Le futur ressemblera-t-il à nos fantasmes du présent? Cette semaine Amazon a une nouvelle fois créé la sensation avec un concept qui lorgne du côté de la science fiction. Son idée: anticiper les achats des internautes et les livrer avant même qu’ils aient passé commande. Ce concept qui rappelle furieusement l’unité pré-crime du roman Minority Report de Philip K. Dick (on arrête un meurtrier avant qu’il ait commis son crime) est un énième parangon de technologie futuriste qu’on imagine voir débarquer dans quelques années sur nos sites marchands favoris. 

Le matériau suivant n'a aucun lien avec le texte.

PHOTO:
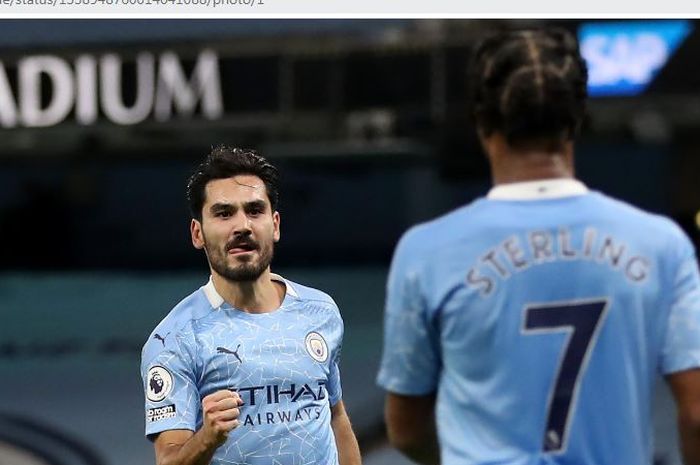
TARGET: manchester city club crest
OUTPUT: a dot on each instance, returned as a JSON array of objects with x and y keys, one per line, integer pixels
[
  {"x": 316, "y": 347},
  {"x": 160, "y": 383}
]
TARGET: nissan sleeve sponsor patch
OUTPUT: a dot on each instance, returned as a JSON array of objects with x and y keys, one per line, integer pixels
[{"x": 160, "y": 413}]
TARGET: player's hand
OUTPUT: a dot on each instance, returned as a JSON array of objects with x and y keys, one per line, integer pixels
[{"x": 220, "y": 411}]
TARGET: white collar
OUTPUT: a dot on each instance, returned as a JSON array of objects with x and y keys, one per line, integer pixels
[
  {"x": 217, "y": 301},
  {"x": 536, "y": 190}
]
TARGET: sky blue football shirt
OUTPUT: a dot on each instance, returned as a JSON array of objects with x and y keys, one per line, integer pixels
[
  {"x": 541, "y": 316},
  {"x": 283, "y": 364}
]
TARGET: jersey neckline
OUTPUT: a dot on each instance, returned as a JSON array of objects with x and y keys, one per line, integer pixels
[
  {"x": 540, "y": 189},
  {"x": 218, "y": 303}
]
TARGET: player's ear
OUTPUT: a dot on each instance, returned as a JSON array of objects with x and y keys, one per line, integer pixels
[
  {"x": 276, "y": 225},
  {"x": 197, "y": 234}
]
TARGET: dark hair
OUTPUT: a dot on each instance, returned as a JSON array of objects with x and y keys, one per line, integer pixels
[
  {"x": 225, "y": 162},
  {"x": 529, "y": 85}
]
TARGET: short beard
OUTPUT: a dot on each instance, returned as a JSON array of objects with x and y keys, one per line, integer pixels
[{"x": 245, "y": 272}]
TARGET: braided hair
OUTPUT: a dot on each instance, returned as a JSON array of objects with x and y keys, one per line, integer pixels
[{"x": 530, "y": 86}]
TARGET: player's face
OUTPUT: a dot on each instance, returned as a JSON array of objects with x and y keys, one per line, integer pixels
[{"x": 238, "y": 228}]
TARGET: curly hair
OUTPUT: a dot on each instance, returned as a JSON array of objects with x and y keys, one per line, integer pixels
[
  {"x": 529, "y": 85},
  {"x": 225, "y": 162}
]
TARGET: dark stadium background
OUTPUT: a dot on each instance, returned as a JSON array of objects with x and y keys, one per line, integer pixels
[{"x": 367, "y": 120}]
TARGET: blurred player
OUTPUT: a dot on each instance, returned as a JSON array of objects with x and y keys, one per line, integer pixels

Mais dans la réalité, faire ses courses en 2050 sera-t-il aussi techno qu’on l’imagine en 2014? 

Alors qu’on attend toujours les voitures volantes et que les voyages en téléportation resteront à coup sûr à jamais dans l’imaginaire des fans de Star Trek, ces technologies qui nous font tant fantasmer aujourd’hui vont-elles vraiment débarquer un jour dans nos magasins? Qui va passer du buzz eu biz’? Petit tour d’horizon de ces technologies.

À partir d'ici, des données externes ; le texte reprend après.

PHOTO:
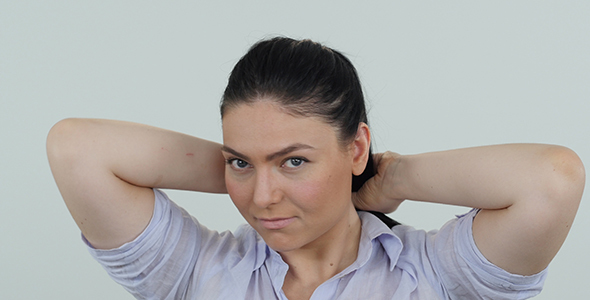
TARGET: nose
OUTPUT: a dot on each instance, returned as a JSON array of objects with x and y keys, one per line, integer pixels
[{"x": 266, "y": 192}]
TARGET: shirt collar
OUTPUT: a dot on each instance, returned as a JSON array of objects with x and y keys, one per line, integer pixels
[{"x": 376, "y": 233}]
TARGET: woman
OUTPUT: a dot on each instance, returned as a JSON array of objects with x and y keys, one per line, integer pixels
[{"x": 295, "y": 136}]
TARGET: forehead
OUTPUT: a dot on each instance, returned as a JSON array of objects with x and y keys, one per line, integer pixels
[{"x": 263, "y": 127}]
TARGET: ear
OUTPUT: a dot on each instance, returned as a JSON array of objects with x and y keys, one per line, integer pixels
[{"x": 360, "y": 149}]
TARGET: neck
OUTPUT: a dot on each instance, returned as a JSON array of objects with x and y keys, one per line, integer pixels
[{"x": 327, "y": 256}]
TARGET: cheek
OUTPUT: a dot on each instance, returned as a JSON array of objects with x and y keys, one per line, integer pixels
[{"x": 239, "y": 192}]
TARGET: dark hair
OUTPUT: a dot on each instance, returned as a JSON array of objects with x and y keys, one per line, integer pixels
[{"x": 307, "y": 79}]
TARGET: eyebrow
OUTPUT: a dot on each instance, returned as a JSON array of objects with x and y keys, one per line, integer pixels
[{"x": 282, "y": 152}]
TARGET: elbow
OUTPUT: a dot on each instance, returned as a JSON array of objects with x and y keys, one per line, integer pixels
[{"x": 567, "y": 176}]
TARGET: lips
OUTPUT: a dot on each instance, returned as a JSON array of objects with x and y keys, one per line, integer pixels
[{"x": 276, "y": 224}]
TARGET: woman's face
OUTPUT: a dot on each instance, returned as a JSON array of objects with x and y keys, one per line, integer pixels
[{"x": 288, "y": 176}]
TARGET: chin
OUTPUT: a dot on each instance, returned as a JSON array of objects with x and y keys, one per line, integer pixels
[{"x": 283, "y": 243}]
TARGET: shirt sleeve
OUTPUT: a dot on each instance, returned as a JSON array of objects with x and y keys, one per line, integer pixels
[
  {"x": 466, "y": 274},
  {"x": 166, "y": 261}
]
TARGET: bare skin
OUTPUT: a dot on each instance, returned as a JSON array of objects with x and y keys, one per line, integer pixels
[{"x": 528, "y": 193}]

Livrer le client avant qu’il ne commande

Prévoir vos prochains achats afin de déclencher une livraison avant même d’avoir payé le produit. Voilà l’objet du brevet déposé par Amazon. Comment Jeff Bezos compte s’y prendre? En collectant le plus d’informations évidemment comme les produits consultés sur le site, l’analyse des sites consultés par les internautes, voire les articles lus ou encore le temps passé par le curseur de la souris sur l’image d’un produit... Une somme d’informations qui traitées par un algorithme pourraient permettre de deviner que le client va acheter un produit avant même qu’il se soit décidé. Et donc de lui livrer afin de réduire encore les délais de livraison. Un neuromarketing appliqué à la vente en fait. 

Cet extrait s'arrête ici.